Reproducibility Variable Result LLM Response
Research Type Experimental In Section 7, we empirically demonstrate that several standard models for classification fail to preserve multigroup robustness under simple label-flipping and data addition attacks on the Adult Income Dataset. In Section 7, we supplement our theoretical results with experiments on real-world census datasets demonstrating that our post-processing approach can be added to existing learning algorithms to provide multigroup robustness protections without a drop in accuracy.
Researcher Affiliation Academia Lunjia Hu* 1 Charlotte Peale* 1 Judy Hanwen Shen* 1 1Stanford University, USA. Correspondence to: Charlotte Peale <cpeale@stanford.edu>.
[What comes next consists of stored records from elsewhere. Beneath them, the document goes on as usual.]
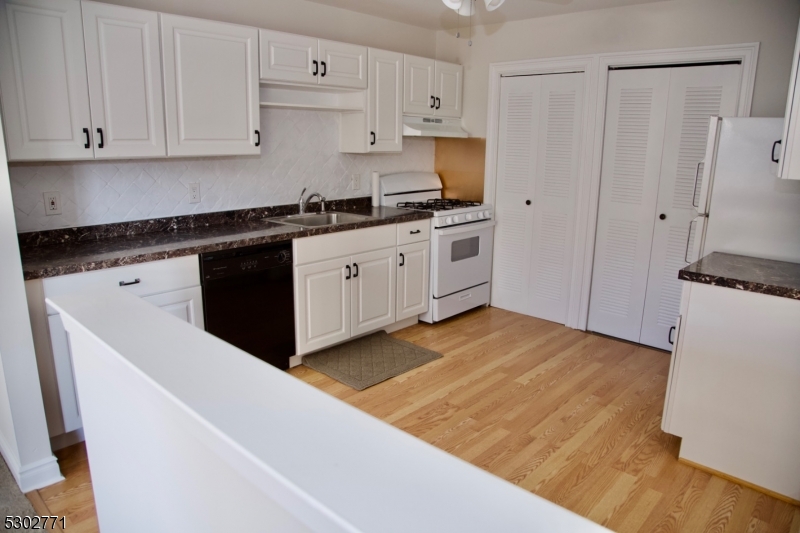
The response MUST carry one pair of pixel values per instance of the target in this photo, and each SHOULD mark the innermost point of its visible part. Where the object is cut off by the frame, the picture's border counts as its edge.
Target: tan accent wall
(460, 163)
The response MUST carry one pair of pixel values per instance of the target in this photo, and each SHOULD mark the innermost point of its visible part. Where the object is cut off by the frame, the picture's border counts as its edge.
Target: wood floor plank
(571, 416)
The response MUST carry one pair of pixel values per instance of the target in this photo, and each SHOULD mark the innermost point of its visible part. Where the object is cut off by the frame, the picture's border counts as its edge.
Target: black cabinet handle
(775, 159)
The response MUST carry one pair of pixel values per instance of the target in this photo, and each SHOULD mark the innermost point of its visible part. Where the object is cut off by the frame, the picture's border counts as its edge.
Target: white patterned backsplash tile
(300, 149)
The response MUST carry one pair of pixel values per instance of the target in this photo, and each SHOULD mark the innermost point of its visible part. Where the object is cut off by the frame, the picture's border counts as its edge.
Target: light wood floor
(570, 416)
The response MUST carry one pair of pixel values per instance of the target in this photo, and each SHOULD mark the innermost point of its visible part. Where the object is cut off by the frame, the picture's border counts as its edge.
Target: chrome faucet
(302, 204)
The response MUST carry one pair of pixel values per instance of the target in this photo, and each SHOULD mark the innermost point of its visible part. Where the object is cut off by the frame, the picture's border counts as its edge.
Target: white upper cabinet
(385, 101)
(285, 57)
(45, 97)
(123, 63)
(447, 89)
(789, 156)
(342, 65)
(296, 59)
(210, 86)
(418, 97)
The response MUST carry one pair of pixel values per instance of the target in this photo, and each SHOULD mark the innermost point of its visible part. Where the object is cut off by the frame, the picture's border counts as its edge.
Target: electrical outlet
(52, 203)
(194, 193)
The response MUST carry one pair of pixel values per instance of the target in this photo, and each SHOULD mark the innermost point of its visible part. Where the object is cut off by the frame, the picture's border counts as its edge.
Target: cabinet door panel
(322, 304)
(211, 87)
(186, 304)
(124, 68)
(385, 100)
(418, 81)
(449, 80)
(373, 288)
(345, 65)
(43, 80)
(413, 274)
(287, 57)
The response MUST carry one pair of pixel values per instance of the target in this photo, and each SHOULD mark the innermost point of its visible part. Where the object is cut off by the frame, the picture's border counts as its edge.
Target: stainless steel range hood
(432, 127)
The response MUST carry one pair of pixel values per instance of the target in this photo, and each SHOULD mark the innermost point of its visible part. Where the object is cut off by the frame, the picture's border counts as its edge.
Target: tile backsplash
(299, 149)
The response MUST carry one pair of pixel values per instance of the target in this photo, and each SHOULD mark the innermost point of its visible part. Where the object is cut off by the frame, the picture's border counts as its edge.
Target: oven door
(462, 257)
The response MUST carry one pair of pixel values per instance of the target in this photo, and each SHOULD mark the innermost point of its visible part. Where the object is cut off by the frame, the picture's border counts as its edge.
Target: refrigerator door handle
(696, 177)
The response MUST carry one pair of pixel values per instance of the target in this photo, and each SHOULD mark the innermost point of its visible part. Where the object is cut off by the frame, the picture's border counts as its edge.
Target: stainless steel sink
(312, 220)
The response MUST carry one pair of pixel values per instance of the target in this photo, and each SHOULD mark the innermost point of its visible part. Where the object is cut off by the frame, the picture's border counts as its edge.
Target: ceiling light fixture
(466, 8)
Pseudocode Yes Algorithm 1 Multiaccuracy Boost on Empirical Distribution
Open Source Code Yes Code to replicate experiments can be found at: https://github.com/heyyjudes/multigroup-robust
Open Datasets Yes Due to the multigroup focus of our work, we examine several standard fairness datasets including Folktables-Income, Employment, Public Coverage (Ding et al., 2021), Bank (Moro & Cortez, 2012), and Law School (Sander, 2004) 2.
Dataset Splits No the γ threshold is optimized on the entire held-out validation set. We measure all of these results on a test set while both training and post-process with Algorithm 1 are done on the training set.
Hardware Specification No The paper does not provide specific hardware details (e.g., GPU/CPU models, memory) used for running the experiments.
Software Dependencies No The paper mentions machine learning models and libraries (e.g., scikit-learn in a footnote), but does not provide specific version numbers for the software dependencies used in their experiments.
Experiment Setup No The paper mentions hyperparameter search for some models (e.g., 'hyperparameter search over the learning rate and l2 regularization weight' for MLP, and 'parameter search from 3, 5, and 7 nearest neighbors' for k-NN), but it does not explicitly provide the chosen specific values for these hyperparameters or other detailed training configurations.